The GI tells me "Your disease is out of control" and is frantic that I get on medication. I cry in his office, and he is unsure how to handle this. He finishes speaking and brings in a sweet older nurse who is really good at jovial small talk. They examine my torso on the table, I get up, get the packet to read more on the medication he is suggesting, along with a debit card to start paying for it. I have $25k in debt from the last medication I was on, and I am grateful for options that pay for these treatments. I cry to release false beliefs that I am stuck in this system, I cry to tend to myself and be with my inner child who needs support. I cry to allow myself to be exactly where I am. So grateful there have been such big scientific discoveries that can help medicate these autoimmune diseases. I question the medical system because it has proven to be more concerned with reactive treatment and not preventative testing or education, with keeping people sick, and not with true healing. Pharmaceutical companies run a business, and their business does not need my body to be healthy. They do not have my true best interest at heart, they have bills to pay and wealth to build. The medical system saves lives when we have crisis and has literally saved my life about 11 times now, but it is not a friend for true longevity and your body healing as a whole.

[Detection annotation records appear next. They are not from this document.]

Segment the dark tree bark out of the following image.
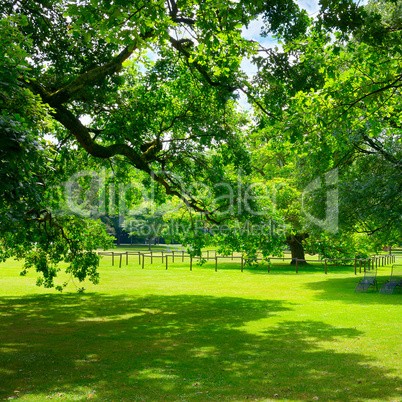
[286,233,309,264]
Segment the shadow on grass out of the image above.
[0,294,402,401]
[306,274,402,305]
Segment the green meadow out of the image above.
[0,250,402,401]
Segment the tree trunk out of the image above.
[286,233,309,264]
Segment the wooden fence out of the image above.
[98,250,396,275]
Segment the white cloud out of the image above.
[296,0,320,16]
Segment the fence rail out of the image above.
[98,250,396,275]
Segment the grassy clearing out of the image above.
[0,250,402,401]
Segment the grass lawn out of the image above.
[0,250,402,402]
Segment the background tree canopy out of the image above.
[0,0,401,286]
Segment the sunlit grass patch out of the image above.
[0,251,402,401]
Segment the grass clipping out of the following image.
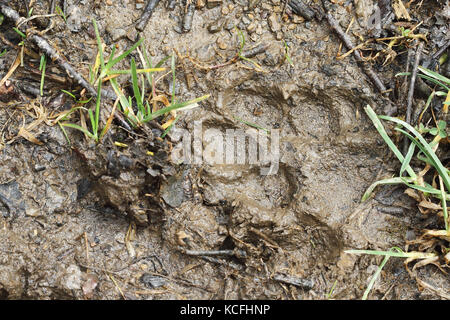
[346,105,450,300]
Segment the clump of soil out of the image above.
[0,0,446,299]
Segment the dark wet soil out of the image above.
[0,0,448,299]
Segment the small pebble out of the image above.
[247,22,256,34]
[216,37,228,50]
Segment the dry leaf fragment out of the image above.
[18,127,43,146]
[392,0,411,21]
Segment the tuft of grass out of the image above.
[55,5,67,23]
[345,247,436,300]
[58,20,210,142]
[362,105,450,220]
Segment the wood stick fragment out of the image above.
[326,12,387,92]
[183,2,195,33]
[0,1,116,100]
[135,0,160,32]
[289,0,315,21]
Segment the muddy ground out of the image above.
[0,0,448,300]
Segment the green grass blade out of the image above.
[93,81,102,137]
[144,94,210,122]
[400,143,416,176]
[106,38,144,70]
[418,66,450,85]
[362,252,390,300]
[170,54,176,104]
[364,105,417,180]
[380,120,450,191]
[39,54,47,97]
[131,58,144,112]
[92,19,105,71]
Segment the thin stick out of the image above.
[135,0,160,32]
[0,2,116,100]
[327,12,387,92]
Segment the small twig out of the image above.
[327,12,386,92]
[0,2,116,100]
[17,14,57,28]
[431,40,450,60]
[0,193,12,214]
[183,2,195,32]
[184,250,235,256]
[289,0,315,21]
[135,0,160,32]
[272,274,314,290]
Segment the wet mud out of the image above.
[0,0,447,300]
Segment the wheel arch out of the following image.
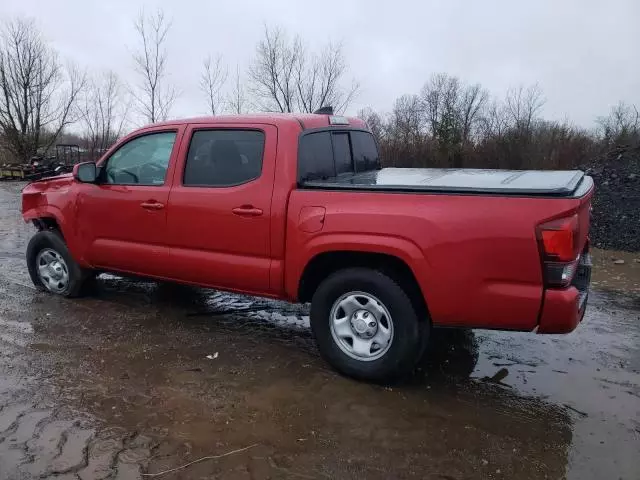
[297,250,430,318]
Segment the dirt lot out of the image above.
[0,184,640,480]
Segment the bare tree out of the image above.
[200,55,229,115]
[597,102,640,146]
[227,66,247,115]
[295,44,359,113]
[505,85,544,132]
[0,19,85,161]
[249,27,359,112]
[458,83,489,143]
[249,26,302,112]
[79,72,131,159]
[133,10,178,123]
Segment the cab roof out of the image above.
[143,113,367,130]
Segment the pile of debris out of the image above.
[584,146,640,252]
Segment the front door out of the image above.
[77,130,178,276]
[167,124,277,293]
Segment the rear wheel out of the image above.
[27,230,92,297]
[311,268,429,381]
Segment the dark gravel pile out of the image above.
[585,147,640,252]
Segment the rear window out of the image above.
[331,133,354,175]
[298,130,380,181]
[351,132,380,172]
[298,132,336,180]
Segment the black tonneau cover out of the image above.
[300,168,590,197]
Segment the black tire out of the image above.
[311,268,430,382]
[27,230,93,298]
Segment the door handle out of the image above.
[231,205,262,217]
[140,200,164,210]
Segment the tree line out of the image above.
[359,73,640,169]
[0,10,640,168]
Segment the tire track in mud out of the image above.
[0,403,156,480]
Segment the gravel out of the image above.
[584,147,640,252]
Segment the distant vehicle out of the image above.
[22,113,593,380]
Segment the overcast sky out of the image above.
[0,0,640,127]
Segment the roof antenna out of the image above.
[313,105,333,115]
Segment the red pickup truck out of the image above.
[22,114,593,380]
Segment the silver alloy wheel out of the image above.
[36,248,69,293]
[330,292,393,362]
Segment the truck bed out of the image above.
[300,168,592,197]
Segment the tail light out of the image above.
[538,215,580,287]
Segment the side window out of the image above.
[298,132,336,180]
[183,130,264,187]
[351,131,380,172]
[102,132,176,185]
[332,132,353,175]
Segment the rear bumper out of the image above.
[538,287,589,333]
[538,253,591,333]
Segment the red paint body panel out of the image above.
[23,115,591,333]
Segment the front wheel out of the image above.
[311,268,428,381]
[27,230,90,297]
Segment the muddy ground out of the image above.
[0,183,640,480]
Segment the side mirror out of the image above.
[73,162,98,183]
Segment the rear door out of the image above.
[76,127,180,276]
[167,124,277,293]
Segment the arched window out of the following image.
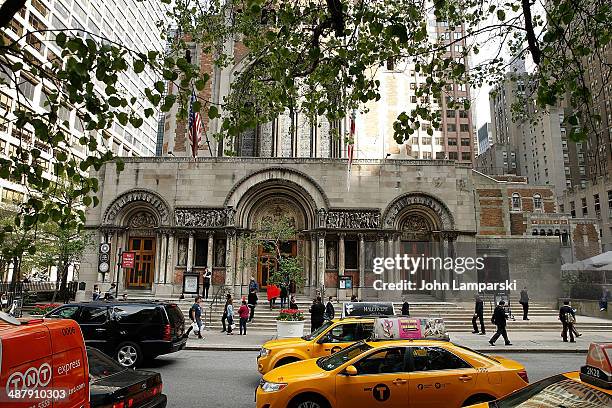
[512,193,521,211]
[533,193,543,211]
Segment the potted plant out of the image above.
[276,309,304,338]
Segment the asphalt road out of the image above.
[143,350,585,408]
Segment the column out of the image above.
[156,232,168,283]
[225,230,236,286]
[163,231,176,283]
[317,231,325,297]
[206,231,215,273]
[187,231,194,273]
[357,234,365,299]
[307,234,317,290]
[338,232,346,276]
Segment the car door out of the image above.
[77,305,116,351]
[312,323,373,358]
[408,346,478,408]
[336,347,410,408]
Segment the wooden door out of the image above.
[125,238,155,289]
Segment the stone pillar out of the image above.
[307,234,317,296]
[357,234,365,299]
[225,230,236,286]
[206,231,215,273]
[187,231,194,273]
[338,232,346,275]
[155,233,168,283]
[317,231,325,296]
[163,232,176,284]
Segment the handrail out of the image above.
[208,284,227,326]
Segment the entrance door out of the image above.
[401,241,433,293]
[257,241,297,288]
[125,238,155,289]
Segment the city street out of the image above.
[143,350,585,408]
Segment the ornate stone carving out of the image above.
[128,211,157,228]
[174,207,236,228]
[104,190,170,224]
[383,193,455,230]
[319,210,380,229]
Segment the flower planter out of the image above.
[276,320,304,338]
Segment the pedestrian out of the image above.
[238,300,250,336]
[225,296,234,336]
[309,296,325,332]
[104,283,117,300]
[281,283,289,309]
[559,300,576,343]
[519,286,529,320]
[289,295,299,310]
[202,267,212,300]
[599,288,610,312]
[325,296,336,320]
[267,283,280,310]
[249,276,259,293]
[0,293,8,312]
[221,293,232,333]
[91,285,102,302]
[402,299,410,316]
[185,296,204,339]
[489,300,512,346]
[247,289,259,323]
[472,294,486,335]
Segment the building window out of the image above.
[512,193,521,211]
[533,194,543,211]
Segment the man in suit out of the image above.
[489,300,512,346]
[472,294,486,335]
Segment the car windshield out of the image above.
[317,342,372,371]
[491,374,612,408]
[302,320,332,340]
[87,347,127,380]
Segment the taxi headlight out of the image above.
[261,381,287,392]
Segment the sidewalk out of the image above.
[186,330,612,354]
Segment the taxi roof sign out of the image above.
[580,343,612,390]
[372,317,450,341]
[342,302,395,317]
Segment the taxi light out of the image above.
[163,324,172,341]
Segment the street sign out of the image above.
[121,252,136,268]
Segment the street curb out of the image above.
[184,344,588,355]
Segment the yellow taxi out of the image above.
[472,343,612,408]
[256,318,528,408]
[257,302,393,374]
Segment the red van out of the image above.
[0,312,89,408]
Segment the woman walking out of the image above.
[238,300,250,336]
[202,268,212,299]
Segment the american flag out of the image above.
[189,89,202,158]
[346,113,355,191]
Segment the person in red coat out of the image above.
[268,283,280,310]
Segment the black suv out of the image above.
[45,301,187,367]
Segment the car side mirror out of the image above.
[344,365,357,377]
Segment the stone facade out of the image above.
[80,157,591,299]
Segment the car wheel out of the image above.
[115,342,142,367]
[289,394,329,408]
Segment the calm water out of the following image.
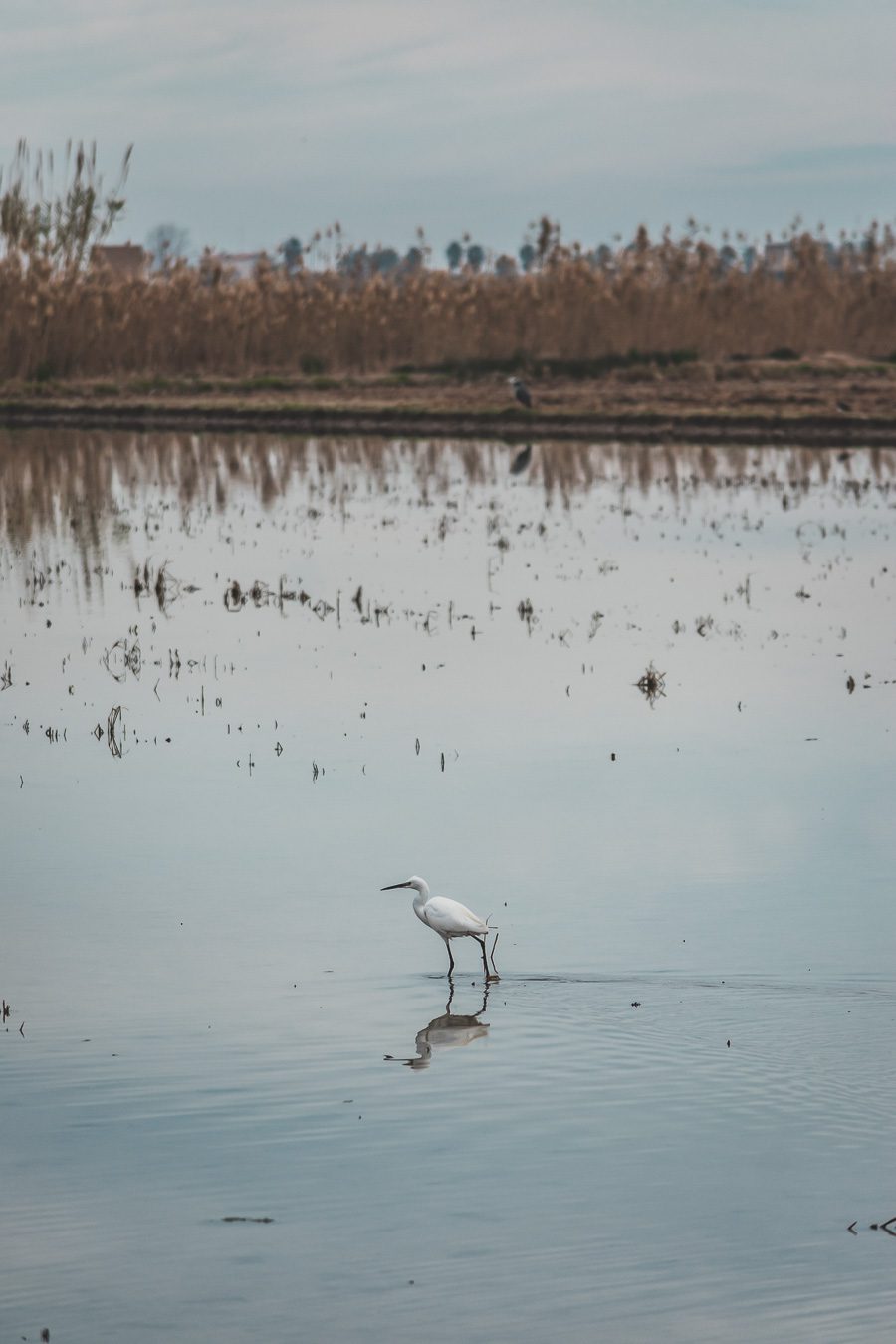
[0,433,896,1344]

I have been forced to question so many systems in my life. The medical system and it's role in my life, the food industry, and religion and its role in my deep rooted anxiety and constant need to be "better". I've been having a spiritual awakening this year, spurred by years of anxiety and some very bad depression, along with our separation that caused my world to completely flip upside down. That was the peak of the dark night. And since July, when Cody and I reunited (thank God), my spiritual awakening has been pretty constant with it's pace, an ever burning desire to awaken, learn, understand myself more. I've been gaining so many insights, especially as the word I picked for this year has been Surrender... It's wild how helpful focusing on this word this year has streamlined my spiritual path as well. Literally every day I have found profound ways to surrender, and reflect upon how I surrendered that day. Anyways, with this Crohns flare, it created like a fucking portal of spiritual awakening to be completely blown wide open spiritually, feel deep purging and expanding, and connection to self.